Vendredi matin, un article publié sur le site de Libération, intitulé « Le mécénat de Thales à l’université de Créteil provoque un tollé sans précédent » (en pièce-jointe), relate comment un mécène de la Fondation UPEC utiliserait des financements pour faire promouvoir une enseignante-chercheuse.

https://www.liberation.fr/societe/education/le-mecenat-de-thales-a-luniversite-de-creteil-provoque-un-tolle-sans-precedent-20250306_6JXGUHBJ5NGSXLC4JGMQPFMTY4/

L'entreprise d'électronique militaire Thales intègre en 2021 le cercle des mécènes de la Fondation UPEC pour financer la « chaire handicap, emploi et santé au travail », créée pour l'occasion, et financée à hauteur de 840 000€, intégralement sur mécénat.

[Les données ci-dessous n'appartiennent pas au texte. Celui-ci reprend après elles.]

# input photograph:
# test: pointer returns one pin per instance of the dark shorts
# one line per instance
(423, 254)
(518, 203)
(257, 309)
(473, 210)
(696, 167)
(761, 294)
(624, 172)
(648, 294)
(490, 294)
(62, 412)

Cette chaire est occupée par une enseignante-chercheuse de l'UFR de santé qui, après avoir été chargée de mission handicap à partir de juillet 2020, a été nommée vice-présidente de l'université en septembre 2024.

L'article affirme, en citant divers courriers électroniques, que Thales aurait exigé du président de l'UPEC d'accélérer la carrière de l'enseignante-chercheuse en créant un poste de professeur des universités qui lui serait destiné, et conditionnerait la poursuite de son mécénat à ces faveurs.

Pendant les campagnes d'emploi de 2023 et 2024, la présidence a effectivement proposé d'ouvrir un poste de professeur des universités en section 91 (sciences de la rééducation et de réadaptation). En 2023, le comité de sélection créé pour le poste a décidé de n'auditionner aucun·e candidat·e, rendant le concours infructueux. L'année suivante, le Conseil académique restreint a, le 27 mai 2024, refusé de valider le comité de sélection nouvellement proposé pour le poste, pressentant qu'il était taillé sur mesure.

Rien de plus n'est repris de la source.